Emma Critchley’s commissioned video work, ‘Aria’, is a startlingly beautiful film depicting a choreographed female figure moving serenely beneath the surface of a swimming pool. Filmed from underwater and accompanied by a specially scored female soprano singing a haunting a capella, ‘Aria’ is screened in a blacked out shipping container situated on Brighton’s seafront. The work is projected onto a stretched screen which reaches floor to ceiling inside the black box: entering only in small numbers, the environment is wholly immersive for its audience. The displacement of the body underwater, and the renewed and unfamiliar engagement with its own faculties, is mesmerising and surprisingly the alien quality of the underwater landscape reins in any overtly feminist readings of what could easily be read, due to visual associations, as a piece of feminist performance art.
Bodily displacement is made more explicit, or at least more immediately visceral, in the commissioned body of work produced by Andrew Kotting and Anonymous Bosch. The two had planned an extensive trip into the Pyrenees to make a series of new pinhole images in mountain caves. However, a motorcycle accident immediately before their departure meant that Kotting was hospitalised and the project would never come to fruition. Using pinhole images of Kotting’s own hospitalisation and recovery as a starting point, an extensive exhibition of paraphernalia has evolved including artefacts of Kotting’s crash and hospital residency, historical artefacts from the proposed region of the Pyrenees and a series of new pin hole images produced in the infinitely more accessible caves in Hastings. Directly adjacent the commercial seaside property in which Kotting and Bosch’s work is on show, a single large canvas is housed in a glass-box retail unit. David Wightman’s ‘Hero’ is, as with all of Wightman’s paintings, made up of painted wallpaper, so that his surreally simplified landscapes become textured with the memory of his own childhood and domestic past.
HOUSE Festival presents a concise and astute selection of works dealing with notions of the landscape with a heterotopic twist.
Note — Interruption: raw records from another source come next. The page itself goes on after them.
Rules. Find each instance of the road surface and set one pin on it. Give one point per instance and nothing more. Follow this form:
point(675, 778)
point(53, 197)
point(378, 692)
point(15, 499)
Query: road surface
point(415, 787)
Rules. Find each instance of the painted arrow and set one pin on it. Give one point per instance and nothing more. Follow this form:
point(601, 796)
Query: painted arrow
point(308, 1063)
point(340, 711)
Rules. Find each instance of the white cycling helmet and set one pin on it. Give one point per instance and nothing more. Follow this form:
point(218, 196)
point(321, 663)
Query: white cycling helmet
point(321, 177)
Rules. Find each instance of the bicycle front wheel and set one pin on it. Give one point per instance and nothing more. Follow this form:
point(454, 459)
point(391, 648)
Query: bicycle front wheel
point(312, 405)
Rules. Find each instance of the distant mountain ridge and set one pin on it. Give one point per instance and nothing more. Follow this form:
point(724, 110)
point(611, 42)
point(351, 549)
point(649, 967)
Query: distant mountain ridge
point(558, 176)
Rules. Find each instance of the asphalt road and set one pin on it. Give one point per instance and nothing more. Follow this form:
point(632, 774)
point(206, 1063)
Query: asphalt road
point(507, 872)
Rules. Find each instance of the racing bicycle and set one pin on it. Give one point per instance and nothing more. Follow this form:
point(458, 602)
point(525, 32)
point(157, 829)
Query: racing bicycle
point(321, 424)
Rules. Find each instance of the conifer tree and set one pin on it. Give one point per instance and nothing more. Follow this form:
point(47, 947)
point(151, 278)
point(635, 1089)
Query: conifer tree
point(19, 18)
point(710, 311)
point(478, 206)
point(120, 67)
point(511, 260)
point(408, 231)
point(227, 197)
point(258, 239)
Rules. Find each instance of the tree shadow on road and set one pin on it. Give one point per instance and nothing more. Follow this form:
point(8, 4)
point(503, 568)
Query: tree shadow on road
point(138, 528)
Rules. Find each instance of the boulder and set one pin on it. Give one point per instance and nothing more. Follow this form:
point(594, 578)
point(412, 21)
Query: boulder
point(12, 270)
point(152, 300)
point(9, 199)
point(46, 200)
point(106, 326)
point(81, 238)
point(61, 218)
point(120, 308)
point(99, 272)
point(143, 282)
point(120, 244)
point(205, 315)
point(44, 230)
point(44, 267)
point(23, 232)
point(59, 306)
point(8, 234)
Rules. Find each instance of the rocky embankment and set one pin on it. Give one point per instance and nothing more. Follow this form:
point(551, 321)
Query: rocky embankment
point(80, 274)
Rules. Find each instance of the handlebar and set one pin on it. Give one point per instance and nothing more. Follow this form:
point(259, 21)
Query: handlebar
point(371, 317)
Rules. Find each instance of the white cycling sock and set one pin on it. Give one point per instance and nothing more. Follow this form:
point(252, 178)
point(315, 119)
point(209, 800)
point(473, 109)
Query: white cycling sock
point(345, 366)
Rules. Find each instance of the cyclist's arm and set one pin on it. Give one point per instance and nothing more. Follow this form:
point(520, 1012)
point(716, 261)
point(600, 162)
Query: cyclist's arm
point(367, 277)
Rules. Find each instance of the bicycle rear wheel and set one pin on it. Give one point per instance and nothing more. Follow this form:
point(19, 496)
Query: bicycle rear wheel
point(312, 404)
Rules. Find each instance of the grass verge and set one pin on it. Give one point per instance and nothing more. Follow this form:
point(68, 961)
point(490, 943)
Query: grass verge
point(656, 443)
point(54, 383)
The space that occurs between the artefact, object or event and its viewer expands out into a vast heterotopia that becomes manifest either in the content of the work or the environment of its presentation. These works all reflect differently upon possible ways of producing heterotopic landscapes, as bodies of research that move fluidly between science and fantasy, as immersive experiences, as publically available monumental remembrances and as detailed accounts of personal trauma.